Sleeping with babies in 2024 in Yellowstone
Our two tents - one ten man for the kids, one six man for parents and any babies/toddlers. Hamburger Rock outside of Canyonlands October 2022
Avram knows that I get itchy feet. I am like Pa Ingalls, but instead of constantly moving my family to a new frontier where I will wrest a farm out of the woods or prairie, I instead dream of endless travel. Some people are obsessed with Paris, or Italy, or big cities like New York. I dream of road trips up the west coast, or playing hopscotch among the big five Parks in Utah (do I live in the best state? Maybe).
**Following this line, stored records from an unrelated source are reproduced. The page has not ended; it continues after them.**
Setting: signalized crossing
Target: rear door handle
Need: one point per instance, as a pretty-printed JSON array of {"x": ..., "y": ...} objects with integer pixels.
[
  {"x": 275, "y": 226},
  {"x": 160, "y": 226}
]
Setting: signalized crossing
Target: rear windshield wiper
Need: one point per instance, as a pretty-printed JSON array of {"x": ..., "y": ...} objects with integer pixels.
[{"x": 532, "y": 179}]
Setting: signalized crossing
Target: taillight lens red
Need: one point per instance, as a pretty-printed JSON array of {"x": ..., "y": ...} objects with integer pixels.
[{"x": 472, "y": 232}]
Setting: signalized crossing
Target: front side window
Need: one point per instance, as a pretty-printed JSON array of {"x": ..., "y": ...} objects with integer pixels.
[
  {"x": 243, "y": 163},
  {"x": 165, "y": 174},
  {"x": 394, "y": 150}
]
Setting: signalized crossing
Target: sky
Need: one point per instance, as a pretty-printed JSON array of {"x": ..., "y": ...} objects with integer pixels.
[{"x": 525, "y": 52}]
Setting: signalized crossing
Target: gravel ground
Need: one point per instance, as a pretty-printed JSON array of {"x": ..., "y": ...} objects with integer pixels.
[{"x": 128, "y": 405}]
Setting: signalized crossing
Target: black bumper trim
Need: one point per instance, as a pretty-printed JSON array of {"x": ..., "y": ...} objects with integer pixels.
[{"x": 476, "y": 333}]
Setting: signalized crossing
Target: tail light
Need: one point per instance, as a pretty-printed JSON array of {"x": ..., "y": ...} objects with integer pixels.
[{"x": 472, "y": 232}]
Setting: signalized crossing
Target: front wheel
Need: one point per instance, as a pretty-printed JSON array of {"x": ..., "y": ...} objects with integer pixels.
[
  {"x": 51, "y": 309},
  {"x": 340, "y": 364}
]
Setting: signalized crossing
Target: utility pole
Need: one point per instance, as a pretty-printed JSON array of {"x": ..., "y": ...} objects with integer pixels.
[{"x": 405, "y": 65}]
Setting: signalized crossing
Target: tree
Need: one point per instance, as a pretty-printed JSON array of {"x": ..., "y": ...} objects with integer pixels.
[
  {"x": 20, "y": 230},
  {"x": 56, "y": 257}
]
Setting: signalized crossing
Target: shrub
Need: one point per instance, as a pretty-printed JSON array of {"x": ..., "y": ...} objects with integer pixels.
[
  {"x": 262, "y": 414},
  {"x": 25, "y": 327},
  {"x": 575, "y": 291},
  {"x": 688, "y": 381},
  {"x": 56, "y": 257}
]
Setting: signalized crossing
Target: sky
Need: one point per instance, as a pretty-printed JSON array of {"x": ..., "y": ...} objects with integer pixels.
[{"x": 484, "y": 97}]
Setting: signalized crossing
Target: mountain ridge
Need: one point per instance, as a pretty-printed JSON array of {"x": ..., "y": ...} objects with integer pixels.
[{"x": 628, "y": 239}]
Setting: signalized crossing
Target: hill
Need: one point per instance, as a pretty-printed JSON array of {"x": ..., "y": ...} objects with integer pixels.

The United States has so many climates and natural features and cool cities and fun locations that I could spend my life traveling its roads and sleeping in its natural wonder and never run out of places to go. I plan one vacation, and like a growing fractal it spins out and inspires me to plan another vacation. The number of future vacations that I have booked while still on a current vacation is quite large. Avram well knows the look I get in my eye when I envision a new AirBnb while still cooling my heels in the current one. My fractals of vacations (both camping and otherwise) grows and grows. Now that Enoch is doing well enough to do activities, while still being very limited in his endurance, I have been making up for lost time by planning a trip that then inspires the next trip and so on and so forth until our entire rest of the year is booked.
Since last post I have also added on a fall weekend in St. George (love that place) and Avram and I are going on our first ever trip alone that isn't to a conference for his work since our honeymoon. Yes, the honeymoon we took 20 years ago. You may be wondering how we have kept the magic alive in our marriage. Well, it certainly hasn't been through couple vacations!* We are going to San Francisco in October to see Cat Stevens. I love Cat Stevens and I love San Francisco and I love Avram so this is a perfect match.
Our first trip to San Francisco for a conference in 2011.
Although fractals can continue to spin out in ever expanding repeating patterns, sadly the months of the year, our budget and even my energy do have an end, so I absolutely cannot add any more trips onto this year. But....I am already dreaming about 2026. We have been talking about taking our family on a religious pilgrimage for years across America to see church sites. Hopefully that will actually happen in 2026. And assuming only a couple of children are mauled by bears or adopted by wolf tribes to become one of the pack, we will also go on the second annual mountain camping trip here in Utah. Plus there is spring break, and fall break, and, and....
*I recommend marrying someone you like spending time with, and then find ways to spend time with them in regular life. Like on walks at night around your neighborhood. Long talks when you should be sleeping. Date nights that sometimes have looked like making a nice meal when our kids are asleep, and now look like leaving the kids with frozen pizza and a movie while we run away to a restaurant and adult conversation.